Et elle essaya de sangloter.

—Michel!... Michel que j'aimais tant, à qui j'ai sacrifié ma vie, pour qui je ne me suis pas remariée, et Dieu sait si les occasions m'ont manqué... Le capitaine Smintéry, M. Boulard, M. Cordapuy, inspecteur de l'enregistrement et des domaines, un homme d'élite, celui-là, et tant d'autres!...

A l'entendre, on aurait cru que Mme veuve Bernard avait été demandée en mariage par tout ce qu'il y avait de plus distingué dans la noblesse française.

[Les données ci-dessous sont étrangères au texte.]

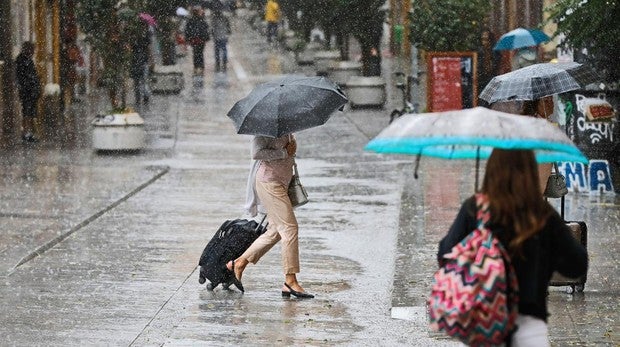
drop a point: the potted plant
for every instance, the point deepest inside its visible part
(110, 29)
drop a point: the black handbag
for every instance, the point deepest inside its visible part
(296, 191)
(556, 184)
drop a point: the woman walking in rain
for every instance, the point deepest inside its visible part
(536, 237)
(197, 34)
(269, 180)
(220, 30)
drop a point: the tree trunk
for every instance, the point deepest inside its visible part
(6, 73)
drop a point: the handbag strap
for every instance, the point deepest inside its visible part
(295, 172)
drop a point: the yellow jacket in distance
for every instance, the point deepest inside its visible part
(272, 11)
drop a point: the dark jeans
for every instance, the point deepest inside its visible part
(221, 53)
(199, 60)
(29, 108)
(272, 30)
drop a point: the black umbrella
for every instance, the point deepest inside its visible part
(286, 106)
(537, 81)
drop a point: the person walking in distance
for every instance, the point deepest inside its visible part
(272, 16)
(220, 30)
(197, 34)
(268, 181)
(140, 58)
(29, 87)
(533, 233)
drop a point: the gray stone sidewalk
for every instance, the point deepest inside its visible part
(112, 240)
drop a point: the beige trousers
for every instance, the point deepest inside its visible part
(282, 226)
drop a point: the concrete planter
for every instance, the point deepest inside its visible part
(119, 131)
(341, 71)
(167, 79)
(366, 91)
(323, 59)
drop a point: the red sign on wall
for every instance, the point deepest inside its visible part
(451, 83)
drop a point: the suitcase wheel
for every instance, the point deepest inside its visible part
(575, 288)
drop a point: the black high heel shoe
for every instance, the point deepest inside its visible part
(295, 293)
(235, 280)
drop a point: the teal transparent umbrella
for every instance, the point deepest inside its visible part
(472, 134)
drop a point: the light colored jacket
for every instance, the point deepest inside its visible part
(271, 163)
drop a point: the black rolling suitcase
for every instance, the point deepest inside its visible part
(229, 242)
(579, 230)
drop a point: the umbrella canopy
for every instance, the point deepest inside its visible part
(519, 38)
(538, 80)
(286, 106)
(472, 134)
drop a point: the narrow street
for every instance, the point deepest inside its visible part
(102, 248)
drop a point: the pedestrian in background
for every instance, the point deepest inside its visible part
(536, 237)
(197, 35)
(272, 16)
(29, 87)
(140, 59)
(220, 30)
(269, 182)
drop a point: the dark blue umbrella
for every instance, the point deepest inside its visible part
(520, 38)
(286, 106)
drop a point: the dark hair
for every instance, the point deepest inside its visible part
(515, 198)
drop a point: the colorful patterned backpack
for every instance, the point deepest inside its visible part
(475, 293)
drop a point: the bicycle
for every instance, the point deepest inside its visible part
(404, 82)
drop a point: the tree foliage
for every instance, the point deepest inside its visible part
(111, 27)
(591, 25)
(448, 25)
(362, 19)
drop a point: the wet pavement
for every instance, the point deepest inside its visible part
(101, 248)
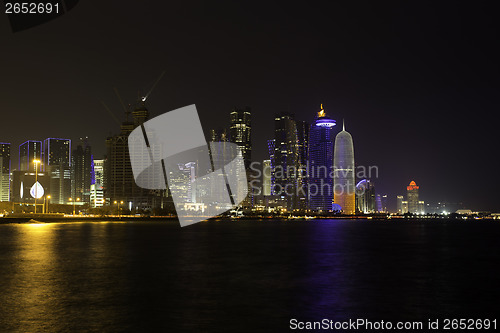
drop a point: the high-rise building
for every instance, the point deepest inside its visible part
(28, 152)
(4, 171)
(81, 171)
(240, 130)
(120, 183)
(57, 164)
(421, 207)
(97, 184)
(271, 147)
(412, 196)
(365, 196)
(343, 163)
(286, 158)
(399, 204)
(320, 187)
(266, 177)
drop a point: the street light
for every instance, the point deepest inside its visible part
(36, 162)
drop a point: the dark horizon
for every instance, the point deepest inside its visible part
(415, 83)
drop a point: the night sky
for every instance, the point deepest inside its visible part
(416, 82)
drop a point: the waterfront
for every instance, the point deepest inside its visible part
(244, 276)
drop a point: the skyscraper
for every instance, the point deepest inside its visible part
(266, 177)
(28, 152)
(399, 204)
(343, 162)
(412, 196)
(4, 171)
(240, 130)
(286, 158)
(57, 164)
(97, 184)
(365, 196)
(321, 163)
(81, 170)
(120, 183)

J'aurais écouté avec plaisir, mais le temps passait. Les invités s'étonnaient et s'impatientaient. Mlle Angéline, surtout, me faisait de loin signe d'en finir. Enfin, je crus le moment venu de frapper le coup décisif.

Je dis:

—Madame, votre fils est persuadé de votre tendresse comme vous devez être persuadée de la sienne; mais sa résolution est inébranlable. Vous allez, à l'instant même, signer le contrat tel qu'il est rédigé, ou je vais vous sommer devant tout le monde, moi,—c'est-à-dire mon patron, M. Bouchardy,—de rendre vos comptes de tutelle!

Elle s'écria:

—Michel oserait!

—Michel n'osera pas, madame, car il va partir pour Paris, sans vous voir; mais j'oserai, moi, le fils de «la Trapoiseau» comme vous dites; j'ai ses pleins pouvoirs et pas la moindre raison de vous ménager.

Elle éclata:

—Trapoiseau, vous êtes une canaille!

—Possible!

—Un gueux! un filou, un escroc, un faussaire, un scélérat, le dernier des misérables! Vous excitez un fils contre sa mère!

Je tirai ma montre:

—Madame, il est temps de vous décider.

Elle attendit cinq minutes pendant lesquelles toutes les passions passèrent successivement sur son visage, comme les nuages sur la face du ciel. Enfin, elle poussa un profond soupir, me dit d'appeler Michel et Hyacinthe, et quand ils furent près d'elle, les serrant tous deux sur son cœur, elle dit d'une voix que remplissait la plus douce émotion:

—Mes enfants, je vous bénis! Aimez-moi toujours comme je vous aime!